Der IT-Konzern IBM will die von Fitnessarmbändern und medizinischen Implantaten gesammelten Gesundheitsdaten zahlreicher Menschen auswerten. In Kooperation unter anderem mit Apple sollen die Daten gesammelt und anonymisiert analysiert werden, wie IBM heute (Ortszeit) mitteilte.

Profitieren sollen die Nutzer der verschiedenen Geräte selbst, Mitarbeiter im Gesundheitswesen und Forscher. Die schiere Masse an Daten sei für Patienten und Mediziner kaum zu bewältigen, „aber es handelt sich auch um eine nie da gewesene Chance, unseren Umgang mit Gesundheitsfragen zu verändern“, sagte IBM-Vizepräsident John Kelly.

Neue Plattform Watson Health

Zur Verarbeitung und Auswertung der Daten will das Unternehmen seinen Supercomputer Watson nutzen.

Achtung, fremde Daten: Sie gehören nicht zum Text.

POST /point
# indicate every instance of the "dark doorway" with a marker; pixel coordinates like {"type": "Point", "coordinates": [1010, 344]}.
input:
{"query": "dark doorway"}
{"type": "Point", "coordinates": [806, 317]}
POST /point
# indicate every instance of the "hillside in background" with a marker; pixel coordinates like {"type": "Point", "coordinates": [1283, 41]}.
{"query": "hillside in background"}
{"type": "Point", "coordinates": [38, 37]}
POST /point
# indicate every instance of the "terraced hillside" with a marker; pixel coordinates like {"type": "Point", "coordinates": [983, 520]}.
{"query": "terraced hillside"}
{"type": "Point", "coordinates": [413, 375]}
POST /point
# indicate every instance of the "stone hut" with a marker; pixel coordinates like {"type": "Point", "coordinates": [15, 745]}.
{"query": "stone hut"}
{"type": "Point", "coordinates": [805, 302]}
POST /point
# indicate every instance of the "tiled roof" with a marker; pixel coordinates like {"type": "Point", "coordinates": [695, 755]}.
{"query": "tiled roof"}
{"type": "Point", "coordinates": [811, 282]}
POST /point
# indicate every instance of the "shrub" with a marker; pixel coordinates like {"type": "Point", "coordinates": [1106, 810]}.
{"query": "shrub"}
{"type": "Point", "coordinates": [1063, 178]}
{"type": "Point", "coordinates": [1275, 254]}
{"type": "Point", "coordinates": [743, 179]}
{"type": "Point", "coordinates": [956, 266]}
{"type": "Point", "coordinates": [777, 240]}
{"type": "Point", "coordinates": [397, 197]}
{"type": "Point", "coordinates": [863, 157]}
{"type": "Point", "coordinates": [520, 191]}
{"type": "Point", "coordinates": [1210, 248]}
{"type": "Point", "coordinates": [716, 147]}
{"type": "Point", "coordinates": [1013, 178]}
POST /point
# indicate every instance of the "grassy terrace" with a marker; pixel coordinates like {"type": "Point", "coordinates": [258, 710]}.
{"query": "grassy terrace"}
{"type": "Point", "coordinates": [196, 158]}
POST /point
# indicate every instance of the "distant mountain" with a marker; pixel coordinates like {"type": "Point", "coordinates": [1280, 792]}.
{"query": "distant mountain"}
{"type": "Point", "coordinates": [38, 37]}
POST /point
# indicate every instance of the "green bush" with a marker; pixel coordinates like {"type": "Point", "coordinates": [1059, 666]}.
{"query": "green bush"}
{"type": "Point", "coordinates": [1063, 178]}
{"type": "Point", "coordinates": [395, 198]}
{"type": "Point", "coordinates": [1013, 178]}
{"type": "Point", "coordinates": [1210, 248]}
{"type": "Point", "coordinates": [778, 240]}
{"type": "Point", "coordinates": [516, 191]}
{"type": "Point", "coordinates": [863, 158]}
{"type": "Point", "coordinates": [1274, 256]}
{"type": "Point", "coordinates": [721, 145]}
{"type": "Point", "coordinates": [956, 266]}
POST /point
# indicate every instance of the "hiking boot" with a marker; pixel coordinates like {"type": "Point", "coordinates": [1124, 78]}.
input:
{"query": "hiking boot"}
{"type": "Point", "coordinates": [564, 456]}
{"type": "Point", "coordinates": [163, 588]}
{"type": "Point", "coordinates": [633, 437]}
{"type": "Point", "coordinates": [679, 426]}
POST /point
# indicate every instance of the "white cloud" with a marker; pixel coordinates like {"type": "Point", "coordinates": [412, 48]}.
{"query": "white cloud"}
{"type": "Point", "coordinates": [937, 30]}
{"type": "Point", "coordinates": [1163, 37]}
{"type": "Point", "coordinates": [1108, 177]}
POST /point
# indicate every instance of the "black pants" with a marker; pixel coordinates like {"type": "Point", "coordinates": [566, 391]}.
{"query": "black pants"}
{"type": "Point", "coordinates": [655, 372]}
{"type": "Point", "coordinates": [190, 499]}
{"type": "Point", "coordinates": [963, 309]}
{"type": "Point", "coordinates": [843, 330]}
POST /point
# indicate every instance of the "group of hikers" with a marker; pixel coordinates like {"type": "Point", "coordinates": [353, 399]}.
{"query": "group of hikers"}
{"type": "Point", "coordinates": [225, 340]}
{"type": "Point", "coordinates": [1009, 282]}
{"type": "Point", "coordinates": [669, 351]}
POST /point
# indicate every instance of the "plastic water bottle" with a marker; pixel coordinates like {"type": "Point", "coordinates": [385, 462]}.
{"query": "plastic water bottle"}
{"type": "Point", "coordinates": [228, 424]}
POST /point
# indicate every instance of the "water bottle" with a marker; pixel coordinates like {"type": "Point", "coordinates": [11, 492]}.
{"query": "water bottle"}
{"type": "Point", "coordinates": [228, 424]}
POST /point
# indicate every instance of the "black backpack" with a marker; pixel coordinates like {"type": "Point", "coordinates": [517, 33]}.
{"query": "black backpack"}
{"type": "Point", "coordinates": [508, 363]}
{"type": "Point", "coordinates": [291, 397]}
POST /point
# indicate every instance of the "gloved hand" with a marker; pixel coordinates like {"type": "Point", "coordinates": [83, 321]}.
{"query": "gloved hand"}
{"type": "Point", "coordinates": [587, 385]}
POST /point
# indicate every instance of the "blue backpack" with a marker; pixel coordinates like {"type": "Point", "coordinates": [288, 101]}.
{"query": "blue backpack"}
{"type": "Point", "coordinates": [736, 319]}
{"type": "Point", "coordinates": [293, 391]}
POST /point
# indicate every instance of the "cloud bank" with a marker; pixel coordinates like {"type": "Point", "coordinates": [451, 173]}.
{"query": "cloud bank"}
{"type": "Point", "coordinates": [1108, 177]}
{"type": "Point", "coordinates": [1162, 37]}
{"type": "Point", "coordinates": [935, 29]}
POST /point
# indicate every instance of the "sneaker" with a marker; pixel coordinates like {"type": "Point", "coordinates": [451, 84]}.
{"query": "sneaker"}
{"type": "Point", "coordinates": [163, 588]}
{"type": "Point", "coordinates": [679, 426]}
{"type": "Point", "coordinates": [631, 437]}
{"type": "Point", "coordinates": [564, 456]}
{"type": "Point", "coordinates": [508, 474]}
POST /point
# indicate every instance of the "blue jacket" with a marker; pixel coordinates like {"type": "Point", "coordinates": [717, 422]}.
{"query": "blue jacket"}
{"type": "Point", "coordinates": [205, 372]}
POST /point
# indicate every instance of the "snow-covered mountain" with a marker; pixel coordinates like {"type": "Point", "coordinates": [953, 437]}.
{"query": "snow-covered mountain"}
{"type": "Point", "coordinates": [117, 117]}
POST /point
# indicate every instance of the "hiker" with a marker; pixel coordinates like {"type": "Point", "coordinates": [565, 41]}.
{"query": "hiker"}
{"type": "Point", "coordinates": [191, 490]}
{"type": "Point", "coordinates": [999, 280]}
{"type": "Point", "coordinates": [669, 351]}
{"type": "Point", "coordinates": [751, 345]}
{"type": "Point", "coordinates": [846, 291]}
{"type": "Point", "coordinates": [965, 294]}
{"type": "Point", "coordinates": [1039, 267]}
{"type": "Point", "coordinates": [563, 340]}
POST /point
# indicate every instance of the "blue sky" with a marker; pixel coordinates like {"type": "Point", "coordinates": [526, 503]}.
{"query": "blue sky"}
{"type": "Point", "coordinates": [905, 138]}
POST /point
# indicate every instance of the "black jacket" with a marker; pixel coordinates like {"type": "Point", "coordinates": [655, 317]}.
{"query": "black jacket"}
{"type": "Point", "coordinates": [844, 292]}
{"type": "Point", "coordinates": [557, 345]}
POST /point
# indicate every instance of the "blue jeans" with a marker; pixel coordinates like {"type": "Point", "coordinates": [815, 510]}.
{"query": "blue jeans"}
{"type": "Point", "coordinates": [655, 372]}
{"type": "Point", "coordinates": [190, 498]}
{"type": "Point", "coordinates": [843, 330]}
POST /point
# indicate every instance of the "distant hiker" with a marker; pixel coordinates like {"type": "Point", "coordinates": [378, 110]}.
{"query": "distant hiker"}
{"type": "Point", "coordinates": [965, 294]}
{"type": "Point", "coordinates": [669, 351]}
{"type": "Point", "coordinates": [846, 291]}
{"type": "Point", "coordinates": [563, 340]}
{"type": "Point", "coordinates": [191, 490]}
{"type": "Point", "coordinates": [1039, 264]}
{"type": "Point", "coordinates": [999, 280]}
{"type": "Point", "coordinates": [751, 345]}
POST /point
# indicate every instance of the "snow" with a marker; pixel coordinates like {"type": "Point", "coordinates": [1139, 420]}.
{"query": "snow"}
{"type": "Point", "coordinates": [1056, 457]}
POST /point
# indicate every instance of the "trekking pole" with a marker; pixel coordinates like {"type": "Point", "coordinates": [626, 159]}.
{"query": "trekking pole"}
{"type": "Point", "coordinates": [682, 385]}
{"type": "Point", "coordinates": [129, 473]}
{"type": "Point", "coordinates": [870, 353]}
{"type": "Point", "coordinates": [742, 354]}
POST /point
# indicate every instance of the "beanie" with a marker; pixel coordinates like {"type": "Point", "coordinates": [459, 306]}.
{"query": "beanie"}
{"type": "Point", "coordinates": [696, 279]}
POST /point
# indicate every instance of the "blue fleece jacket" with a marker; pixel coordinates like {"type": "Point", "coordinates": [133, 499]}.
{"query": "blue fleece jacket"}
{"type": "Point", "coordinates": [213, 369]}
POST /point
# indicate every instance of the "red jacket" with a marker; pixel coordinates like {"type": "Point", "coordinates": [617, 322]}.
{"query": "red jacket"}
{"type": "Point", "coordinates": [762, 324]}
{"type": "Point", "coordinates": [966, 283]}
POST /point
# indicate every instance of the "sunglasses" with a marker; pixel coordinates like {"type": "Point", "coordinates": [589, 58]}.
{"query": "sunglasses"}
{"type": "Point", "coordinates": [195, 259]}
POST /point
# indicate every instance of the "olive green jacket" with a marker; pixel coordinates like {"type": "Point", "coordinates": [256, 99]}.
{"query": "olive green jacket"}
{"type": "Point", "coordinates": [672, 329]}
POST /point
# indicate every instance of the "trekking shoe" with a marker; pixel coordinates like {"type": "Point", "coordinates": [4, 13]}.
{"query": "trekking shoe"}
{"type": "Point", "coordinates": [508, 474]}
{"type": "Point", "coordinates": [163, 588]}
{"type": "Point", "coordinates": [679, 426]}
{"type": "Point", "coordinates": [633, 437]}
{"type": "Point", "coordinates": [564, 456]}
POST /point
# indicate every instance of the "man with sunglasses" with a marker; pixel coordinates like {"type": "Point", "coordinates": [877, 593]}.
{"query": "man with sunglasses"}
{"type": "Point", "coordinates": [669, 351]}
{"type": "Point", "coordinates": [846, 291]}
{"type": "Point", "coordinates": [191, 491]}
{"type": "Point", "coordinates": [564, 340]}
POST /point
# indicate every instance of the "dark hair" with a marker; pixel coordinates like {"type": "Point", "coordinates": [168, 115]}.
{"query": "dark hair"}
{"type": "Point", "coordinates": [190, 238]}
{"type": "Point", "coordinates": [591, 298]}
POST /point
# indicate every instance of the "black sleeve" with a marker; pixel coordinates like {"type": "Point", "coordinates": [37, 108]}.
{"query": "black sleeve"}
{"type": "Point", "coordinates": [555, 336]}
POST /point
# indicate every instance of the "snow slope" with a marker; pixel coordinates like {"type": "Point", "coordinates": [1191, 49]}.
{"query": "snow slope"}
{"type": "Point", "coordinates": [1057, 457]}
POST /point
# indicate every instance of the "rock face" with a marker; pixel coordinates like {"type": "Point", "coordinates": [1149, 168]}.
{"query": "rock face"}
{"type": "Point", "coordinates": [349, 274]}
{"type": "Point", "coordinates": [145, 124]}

Auf die neue Plattform Watson Health können demnach Ärzte, Forscher und Versicherungsunternehmen zugreifen. Um das Projekt schnell anschieben zu können, kaufte IBM den Angaben zufolge die Unternehmen Phytel und Explorys, die sich auf das Management von Daten im Gesundheitswesen spezialisiert haben. Ein Preis für die Übernahmen wurde nicht mitgeteilt.

Mit Apple will IBM zudem eine weitere Plattform einrichten, auf der über iPhone und iPad gesammelte Gesundheitsdaten sicher gespeichert werden können. In einer Kooperation mit dem Pharmaunternehmen Johnson & Johnson geht es um Schulungssysteme für Ärzte. Schließlich wurde noch eine Zusammenarbeit mit dem Medizingerätehersteller Medtronic vereinbart, der vor allem Insulinpumpen vertreibt. Hier soll die Unterstützung von Menschen mit Diabetes im Mittelpunkt stehen.